La información completa sobre los supervivientes no estuvo disponible de inmediato.
Además de su trabajo grabado y su influencia en generaciones de estudiantes, Davis deja dos legados: uno musical y otro social.
La Fundación Richard Davis para Jóvenes Bajistas, que él creó en 1993, lleva a cabo una conferencia anual para que los jóvenes músicos aprendan de los profesionales y actúen entre sí. Y en 2000, Davis estableció la sección de Madison del Centro para la Curación del Racismo, una consecuencia de su fundación en 1998 del Proyecto de Acción de Retención en la Universidad de Wisconsin para mejorar las tasas de graduación de los estudiantes de color.
Su activismo estuvo relacionado con sus primeras experiencias tratando de ser un músico clásico, dijo en la entrevista de 2005:
“Mi entorno con problemas raciales comenzó el día que nací. Naces con la piel oscura, y eso en sí mismo genera actitudes de otras personas que no son de piel oscura de verte como alguien a quien oprimir y no tener las mismas oportunidades en la sociedad. Entonces eso es algo que es permanente.
“Tenía 18 años y podía tocar toda la música clásica europea”, continuó, “pero no te permitían participar en la orquesta sinfónica porque había cuestiones y prejuicios raciales. No querían verte”.
el bajista William Parker, quien estudió con el Sr.
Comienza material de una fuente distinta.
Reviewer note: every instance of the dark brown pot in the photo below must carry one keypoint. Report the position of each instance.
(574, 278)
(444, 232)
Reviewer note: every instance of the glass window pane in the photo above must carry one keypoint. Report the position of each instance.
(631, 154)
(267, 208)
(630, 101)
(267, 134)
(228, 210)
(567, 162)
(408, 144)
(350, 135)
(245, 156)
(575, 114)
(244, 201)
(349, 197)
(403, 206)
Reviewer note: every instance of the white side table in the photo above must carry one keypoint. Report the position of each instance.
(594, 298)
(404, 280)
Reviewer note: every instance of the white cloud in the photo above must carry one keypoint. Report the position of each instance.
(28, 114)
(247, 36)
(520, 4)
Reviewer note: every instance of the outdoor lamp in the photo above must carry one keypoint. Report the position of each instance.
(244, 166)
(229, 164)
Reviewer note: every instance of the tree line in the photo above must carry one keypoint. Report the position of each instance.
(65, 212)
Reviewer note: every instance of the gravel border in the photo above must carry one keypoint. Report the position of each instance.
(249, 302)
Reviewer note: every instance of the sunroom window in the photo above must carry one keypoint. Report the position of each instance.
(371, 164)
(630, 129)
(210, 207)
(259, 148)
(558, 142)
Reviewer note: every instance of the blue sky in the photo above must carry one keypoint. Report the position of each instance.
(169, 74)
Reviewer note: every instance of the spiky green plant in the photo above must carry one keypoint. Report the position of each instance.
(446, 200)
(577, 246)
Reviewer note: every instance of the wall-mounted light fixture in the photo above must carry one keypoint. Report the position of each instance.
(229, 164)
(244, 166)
Davis cuando era joven en Nueva York, dijo: “Richard Davis era un músico y un ser humano hermoso. Me recordó a un rey africano, regio y fuerte. Lo alabo no porque sepa tocar tanto música clásica como jazz. Lo aplaudo porque el hermano tenía un sonido grande, poético y lleno de libertad”.
El señor Davis, añadió, “me enseñó algunas cosas sobre música, pero su mensaje principal fue ‘Sé tú mismo’”.